Tolkappiyam, the earliest known work on Tamil grammar, refers to cattle raid as ‘ur koli akol pucan marre.'

The second hero stone's inscription reads as: ‘(a)nur atan (n)an kal.' The stone was erected in memory of a person named Atan who belonged to a village. The third inscription reads: ‘Vel ur patavan avvan.' This stone was put up in memory of Patavan Avvan of Vel Ur. The characteristic feature of the early Tamil language tradition was the separate writing of the grammatical suffixes beginning with vowels without being enjoined to the main word. Thus ‘Vel Ur' and ‘Kudal Ur' were written separately. In modern Tamil, they are written together as Velur and Kudalur. This language tradition was followed in these three hero stones.

Dr. Rajan said, “Palaeographically, orthographically and linguistically, these hero stones are considered to be the earliest. They are, therefore, important in the study of the early historic period of Tamil Nadu.”

At Thathapatti, just a few km from Pulimaankomabi, was found another hero stone with a Tamil Brahmi inscription, reading ‘n ation pakal paliy kal.' More important, this was engraved on a menheir.
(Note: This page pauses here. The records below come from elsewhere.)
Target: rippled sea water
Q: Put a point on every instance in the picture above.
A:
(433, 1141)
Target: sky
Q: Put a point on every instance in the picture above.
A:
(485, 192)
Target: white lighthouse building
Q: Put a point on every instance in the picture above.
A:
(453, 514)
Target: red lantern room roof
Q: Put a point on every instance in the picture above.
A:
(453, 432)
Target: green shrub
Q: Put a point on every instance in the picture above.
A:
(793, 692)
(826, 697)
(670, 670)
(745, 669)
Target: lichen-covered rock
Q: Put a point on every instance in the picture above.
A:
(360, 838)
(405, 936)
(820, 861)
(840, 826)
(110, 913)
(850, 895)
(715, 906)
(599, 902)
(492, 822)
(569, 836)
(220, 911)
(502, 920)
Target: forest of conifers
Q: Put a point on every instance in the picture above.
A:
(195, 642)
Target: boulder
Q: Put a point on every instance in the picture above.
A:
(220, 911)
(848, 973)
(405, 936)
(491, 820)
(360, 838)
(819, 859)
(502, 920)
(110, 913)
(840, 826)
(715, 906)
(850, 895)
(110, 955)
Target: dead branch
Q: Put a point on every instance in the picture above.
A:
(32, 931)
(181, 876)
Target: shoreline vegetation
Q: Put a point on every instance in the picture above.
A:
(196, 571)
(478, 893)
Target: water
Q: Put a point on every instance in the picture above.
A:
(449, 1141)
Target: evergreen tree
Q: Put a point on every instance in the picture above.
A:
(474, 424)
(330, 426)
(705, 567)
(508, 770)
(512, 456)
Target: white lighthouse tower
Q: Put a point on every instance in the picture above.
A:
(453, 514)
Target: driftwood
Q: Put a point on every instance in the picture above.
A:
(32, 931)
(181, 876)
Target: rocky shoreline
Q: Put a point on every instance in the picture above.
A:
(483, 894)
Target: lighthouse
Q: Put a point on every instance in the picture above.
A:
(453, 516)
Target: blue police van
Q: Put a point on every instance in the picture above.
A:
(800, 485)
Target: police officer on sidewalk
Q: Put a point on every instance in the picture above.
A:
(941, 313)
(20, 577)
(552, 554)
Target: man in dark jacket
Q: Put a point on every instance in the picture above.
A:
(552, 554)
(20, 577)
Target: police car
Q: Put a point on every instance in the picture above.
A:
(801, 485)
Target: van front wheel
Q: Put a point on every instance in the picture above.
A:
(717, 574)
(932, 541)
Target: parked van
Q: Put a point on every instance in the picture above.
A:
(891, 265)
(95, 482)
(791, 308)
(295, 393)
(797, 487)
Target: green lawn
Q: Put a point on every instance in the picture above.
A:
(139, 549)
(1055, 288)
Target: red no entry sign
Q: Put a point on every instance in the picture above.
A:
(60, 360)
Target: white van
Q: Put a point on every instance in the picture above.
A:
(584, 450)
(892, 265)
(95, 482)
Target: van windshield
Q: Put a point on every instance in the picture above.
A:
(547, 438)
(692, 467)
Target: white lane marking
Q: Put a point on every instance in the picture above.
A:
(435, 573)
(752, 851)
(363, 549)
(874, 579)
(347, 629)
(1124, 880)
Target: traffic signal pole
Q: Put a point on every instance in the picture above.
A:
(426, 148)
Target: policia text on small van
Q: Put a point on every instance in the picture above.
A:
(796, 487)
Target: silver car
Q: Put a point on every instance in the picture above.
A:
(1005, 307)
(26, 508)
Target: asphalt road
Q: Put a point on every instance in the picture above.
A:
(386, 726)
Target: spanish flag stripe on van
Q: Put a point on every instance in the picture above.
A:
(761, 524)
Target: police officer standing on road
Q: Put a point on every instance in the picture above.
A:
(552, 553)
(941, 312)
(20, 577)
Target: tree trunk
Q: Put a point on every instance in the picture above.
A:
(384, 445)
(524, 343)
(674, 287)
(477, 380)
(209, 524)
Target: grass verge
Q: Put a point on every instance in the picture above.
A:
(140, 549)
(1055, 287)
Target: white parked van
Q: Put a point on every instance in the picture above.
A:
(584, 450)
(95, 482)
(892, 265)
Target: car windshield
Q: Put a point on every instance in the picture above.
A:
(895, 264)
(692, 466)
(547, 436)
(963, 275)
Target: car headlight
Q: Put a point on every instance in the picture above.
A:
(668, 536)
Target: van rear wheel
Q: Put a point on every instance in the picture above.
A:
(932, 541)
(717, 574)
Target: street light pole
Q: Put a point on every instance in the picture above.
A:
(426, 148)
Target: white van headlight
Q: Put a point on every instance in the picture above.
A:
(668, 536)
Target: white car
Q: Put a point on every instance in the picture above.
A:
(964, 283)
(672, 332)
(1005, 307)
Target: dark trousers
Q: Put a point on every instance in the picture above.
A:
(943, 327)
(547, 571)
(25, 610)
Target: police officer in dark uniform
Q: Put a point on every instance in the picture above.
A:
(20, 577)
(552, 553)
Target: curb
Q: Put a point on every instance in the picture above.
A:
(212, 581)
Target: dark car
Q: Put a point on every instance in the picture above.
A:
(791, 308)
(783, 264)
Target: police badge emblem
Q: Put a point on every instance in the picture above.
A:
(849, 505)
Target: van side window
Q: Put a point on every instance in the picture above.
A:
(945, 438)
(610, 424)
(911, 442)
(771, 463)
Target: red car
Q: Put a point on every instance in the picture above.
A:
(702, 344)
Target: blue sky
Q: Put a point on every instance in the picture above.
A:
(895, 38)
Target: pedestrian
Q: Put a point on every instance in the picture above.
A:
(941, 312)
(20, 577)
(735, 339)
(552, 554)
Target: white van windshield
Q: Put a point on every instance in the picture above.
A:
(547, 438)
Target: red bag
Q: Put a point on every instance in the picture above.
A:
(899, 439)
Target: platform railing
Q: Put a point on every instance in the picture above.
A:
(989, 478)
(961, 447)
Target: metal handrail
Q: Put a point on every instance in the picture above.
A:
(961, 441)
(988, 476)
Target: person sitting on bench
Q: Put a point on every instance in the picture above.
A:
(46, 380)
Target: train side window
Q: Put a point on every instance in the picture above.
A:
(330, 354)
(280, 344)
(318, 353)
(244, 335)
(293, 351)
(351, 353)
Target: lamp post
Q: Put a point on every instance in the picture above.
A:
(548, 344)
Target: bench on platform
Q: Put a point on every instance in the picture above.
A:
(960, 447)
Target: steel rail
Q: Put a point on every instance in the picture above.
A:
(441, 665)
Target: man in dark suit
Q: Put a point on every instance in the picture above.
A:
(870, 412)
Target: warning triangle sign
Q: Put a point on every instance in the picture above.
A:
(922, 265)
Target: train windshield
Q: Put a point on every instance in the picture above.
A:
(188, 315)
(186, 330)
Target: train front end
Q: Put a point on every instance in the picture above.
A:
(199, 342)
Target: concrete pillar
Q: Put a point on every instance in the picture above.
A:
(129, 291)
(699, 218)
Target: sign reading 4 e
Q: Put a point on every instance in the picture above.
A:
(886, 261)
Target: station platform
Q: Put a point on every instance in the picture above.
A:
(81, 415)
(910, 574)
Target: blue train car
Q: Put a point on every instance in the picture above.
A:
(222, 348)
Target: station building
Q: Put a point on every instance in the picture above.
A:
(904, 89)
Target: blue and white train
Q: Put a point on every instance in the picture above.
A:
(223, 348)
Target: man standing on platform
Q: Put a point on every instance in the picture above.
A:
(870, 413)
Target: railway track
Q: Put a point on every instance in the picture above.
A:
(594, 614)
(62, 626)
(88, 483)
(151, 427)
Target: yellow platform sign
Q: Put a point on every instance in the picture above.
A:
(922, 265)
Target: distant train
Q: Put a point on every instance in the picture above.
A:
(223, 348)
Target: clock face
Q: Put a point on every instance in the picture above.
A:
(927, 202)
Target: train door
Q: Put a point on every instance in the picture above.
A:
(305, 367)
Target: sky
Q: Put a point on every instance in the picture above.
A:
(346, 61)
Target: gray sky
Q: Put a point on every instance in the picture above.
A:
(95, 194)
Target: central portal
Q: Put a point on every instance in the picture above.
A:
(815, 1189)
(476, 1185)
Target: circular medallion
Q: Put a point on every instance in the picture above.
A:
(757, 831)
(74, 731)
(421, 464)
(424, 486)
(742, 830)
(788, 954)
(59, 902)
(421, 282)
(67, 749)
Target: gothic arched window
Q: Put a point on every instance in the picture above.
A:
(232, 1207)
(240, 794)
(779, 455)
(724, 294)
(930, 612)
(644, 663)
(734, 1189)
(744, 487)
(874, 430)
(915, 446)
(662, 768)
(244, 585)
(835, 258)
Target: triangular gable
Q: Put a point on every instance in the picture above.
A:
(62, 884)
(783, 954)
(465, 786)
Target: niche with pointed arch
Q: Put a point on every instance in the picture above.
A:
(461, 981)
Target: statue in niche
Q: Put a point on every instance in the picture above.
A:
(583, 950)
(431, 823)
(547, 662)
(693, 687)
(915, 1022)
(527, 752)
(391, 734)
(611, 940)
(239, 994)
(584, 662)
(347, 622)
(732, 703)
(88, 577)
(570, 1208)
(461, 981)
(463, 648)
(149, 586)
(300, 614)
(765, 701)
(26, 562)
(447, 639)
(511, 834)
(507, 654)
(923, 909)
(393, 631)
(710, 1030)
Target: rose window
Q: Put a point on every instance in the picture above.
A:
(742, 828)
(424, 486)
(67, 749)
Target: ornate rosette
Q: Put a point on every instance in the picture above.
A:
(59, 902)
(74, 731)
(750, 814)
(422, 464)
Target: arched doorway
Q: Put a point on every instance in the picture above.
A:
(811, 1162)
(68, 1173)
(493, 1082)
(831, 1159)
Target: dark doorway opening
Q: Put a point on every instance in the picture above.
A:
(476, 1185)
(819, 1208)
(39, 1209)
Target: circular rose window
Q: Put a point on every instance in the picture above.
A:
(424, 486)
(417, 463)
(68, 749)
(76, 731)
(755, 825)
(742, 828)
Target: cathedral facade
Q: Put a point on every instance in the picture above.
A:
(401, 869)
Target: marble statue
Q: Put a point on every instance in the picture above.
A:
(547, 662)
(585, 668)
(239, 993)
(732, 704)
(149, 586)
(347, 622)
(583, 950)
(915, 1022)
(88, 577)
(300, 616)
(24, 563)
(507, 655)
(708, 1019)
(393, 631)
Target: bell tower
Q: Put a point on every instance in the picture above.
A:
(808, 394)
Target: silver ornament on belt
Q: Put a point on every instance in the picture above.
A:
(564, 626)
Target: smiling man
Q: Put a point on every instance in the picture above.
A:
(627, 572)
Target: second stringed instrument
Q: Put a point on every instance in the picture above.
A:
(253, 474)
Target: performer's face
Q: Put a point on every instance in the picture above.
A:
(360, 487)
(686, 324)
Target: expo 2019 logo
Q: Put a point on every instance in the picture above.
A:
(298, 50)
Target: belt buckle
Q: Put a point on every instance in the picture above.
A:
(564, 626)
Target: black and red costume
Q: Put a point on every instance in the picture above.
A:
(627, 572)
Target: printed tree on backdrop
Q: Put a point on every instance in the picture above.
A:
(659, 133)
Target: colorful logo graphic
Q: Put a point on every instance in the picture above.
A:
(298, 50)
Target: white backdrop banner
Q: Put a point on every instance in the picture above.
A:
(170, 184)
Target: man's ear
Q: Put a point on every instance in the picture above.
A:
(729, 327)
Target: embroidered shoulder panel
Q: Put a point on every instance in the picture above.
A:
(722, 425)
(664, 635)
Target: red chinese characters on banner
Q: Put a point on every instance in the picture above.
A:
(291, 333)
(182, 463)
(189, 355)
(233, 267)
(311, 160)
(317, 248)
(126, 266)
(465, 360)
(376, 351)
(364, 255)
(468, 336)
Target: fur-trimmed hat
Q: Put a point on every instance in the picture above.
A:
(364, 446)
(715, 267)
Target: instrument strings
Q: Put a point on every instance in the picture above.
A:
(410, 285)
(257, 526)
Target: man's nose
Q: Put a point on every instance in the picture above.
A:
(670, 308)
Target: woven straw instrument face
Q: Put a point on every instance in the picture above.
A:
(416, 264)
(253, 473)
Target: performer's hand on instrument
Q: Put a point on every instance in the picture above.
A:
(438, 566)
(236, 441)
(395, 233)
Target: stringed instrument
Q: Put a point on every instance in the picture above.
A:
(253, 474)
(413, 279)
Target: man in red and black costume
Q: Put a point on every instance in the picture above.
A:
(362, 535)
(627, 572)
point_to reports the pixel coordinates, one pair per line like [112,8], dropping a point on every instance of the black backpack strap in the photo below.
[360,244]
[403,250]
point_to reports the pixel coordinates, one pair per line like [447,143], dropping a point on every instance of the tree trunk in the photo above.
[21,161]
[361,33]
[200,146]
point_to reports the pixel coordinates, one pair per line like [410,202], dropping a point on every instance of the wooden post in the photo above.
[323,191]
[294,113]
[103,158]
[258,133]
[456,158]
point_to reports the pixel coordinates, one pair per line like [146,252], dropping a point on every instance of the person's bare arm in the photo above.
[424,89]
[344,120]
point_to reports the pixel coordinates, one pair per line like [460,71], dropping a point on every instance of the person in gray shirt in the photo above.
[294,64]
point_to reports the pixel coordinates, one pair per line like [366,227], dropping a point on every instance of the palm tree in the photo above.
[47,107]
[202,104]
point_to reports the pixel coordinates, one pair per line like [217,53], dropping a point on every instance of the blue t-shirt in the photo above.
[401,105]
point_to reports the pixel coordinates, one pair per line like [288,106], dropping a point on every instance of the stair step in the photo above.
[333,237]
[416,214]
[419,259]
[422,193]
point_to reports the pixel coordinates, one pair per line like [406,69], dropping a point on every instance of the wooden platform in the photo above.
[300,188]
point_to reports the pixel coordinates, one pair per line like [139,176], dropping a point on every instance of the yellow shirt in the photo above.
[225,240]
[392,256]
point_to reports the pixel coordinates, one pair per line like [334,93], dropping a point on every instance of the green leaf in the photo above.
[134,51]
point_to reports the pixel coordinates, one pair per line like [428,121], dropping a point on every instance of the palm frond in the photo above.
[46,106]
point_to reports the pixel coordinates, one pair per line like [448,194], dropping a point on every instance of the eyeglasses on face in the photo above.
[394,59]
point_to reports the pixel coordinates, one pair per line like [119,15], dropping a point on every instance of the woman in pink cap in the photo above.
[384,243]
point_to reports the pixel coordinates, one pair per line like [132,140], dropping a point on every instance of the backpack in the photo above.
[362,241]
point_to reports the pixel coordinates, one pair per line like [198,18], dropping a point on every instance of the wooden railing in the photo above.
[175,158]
This menheir, which was erected on a grave, entombed an urn. (Both Pulimaankombai and Thathapatti are situated on the banks of the Vaigai).

The Tamil Sangam literature (2nd century BCE to 2nd century CE) has clear references to sepulchral monuments raised in memory of heroes. Subsequently, ‘nadu kals' or hero stones were planted as part of the burial and this has been described by more than 25 Sangam poets.

“These references clearly suggest that hero stones were installed with inscriptions during the Sangam age. However, such inscribed stones were eluding archaeologists till the Pulimaankombai discovery. These four discoveries corroborate the literary descriptions,” said Dr. Rajan.